Le Devoir de l'Aîné
Très jeune, trop jeune, encore à l'aube de son adolescence, le prince héritier d'Hoshido avait dû faire face à des responsabilités écrasantes, tant royales que psychologiques. Son père était tombé, même pas au combat, comme le fier guerrier qu'il avait toujours été, mais dans le piège grossier et vicieux d'un roi devenu fou qui avait exploité le désir de paix de tout un peuple.
Sa mère, au milieu de sa peine silencieuse, avait continué son devoir de Reine, assumant le plus qu'elle pouvait, l'administratif, la régence entière du royaume, sa diplomatie... Mais elle ne pouvait s'occuper seule d'un pays plongé dans la guerre et la peur.
Bien que possédant toutes les connaissances théoriques requises sur l'art de la guerre et de la stratégie, elle fut obligée de déléguer, pour mieux se consacrer à ses autres tâches. Elle n'était pas une guerrière, seulement une reine pacifique et porteuse de bonté.
Ryoma n'avait eu d'autre choix que de rester debout pour aider sa mère d'adoption, ignorant la douleur lancinante que lui causait la perte de son père, ainsi la disparition de l'enfant tant aimé de la famille, pris par le Royaume de Nohr.
Il entendait, parfois, les pleurs de la Reine qui regrettait son enfant disparu.
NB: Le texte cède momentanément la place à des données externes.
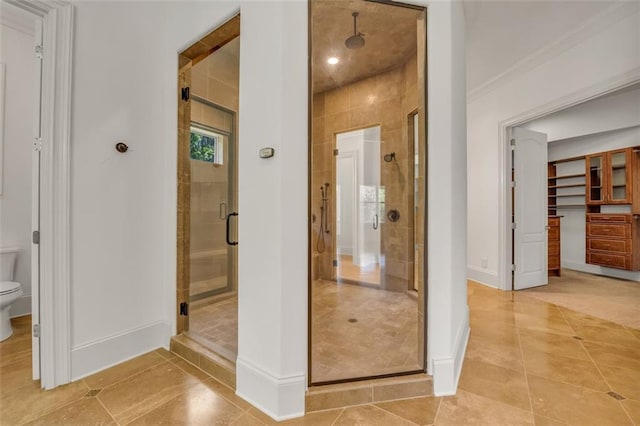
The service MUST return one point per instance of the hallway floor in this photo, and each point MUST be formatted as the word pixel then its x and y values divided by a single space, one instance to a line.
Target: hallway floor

Toutes leurs tentatives pacifiques de récupérer ce dernier restaient sans réponse. Du haut de ses douze ans, après concertation avec elle et Yukimura, ils commandèrent un hors-la-loi pour tenter de s'emparer d'un des enfants du roi Fou, à défaut du leur, espérant pouvoir engager un marché le cas échéant.
Mais Corrin était trop bien gardé ; et ce fut une fillette aux cheveux bleus et aux yeux dorés et méfiants qui leur parvint.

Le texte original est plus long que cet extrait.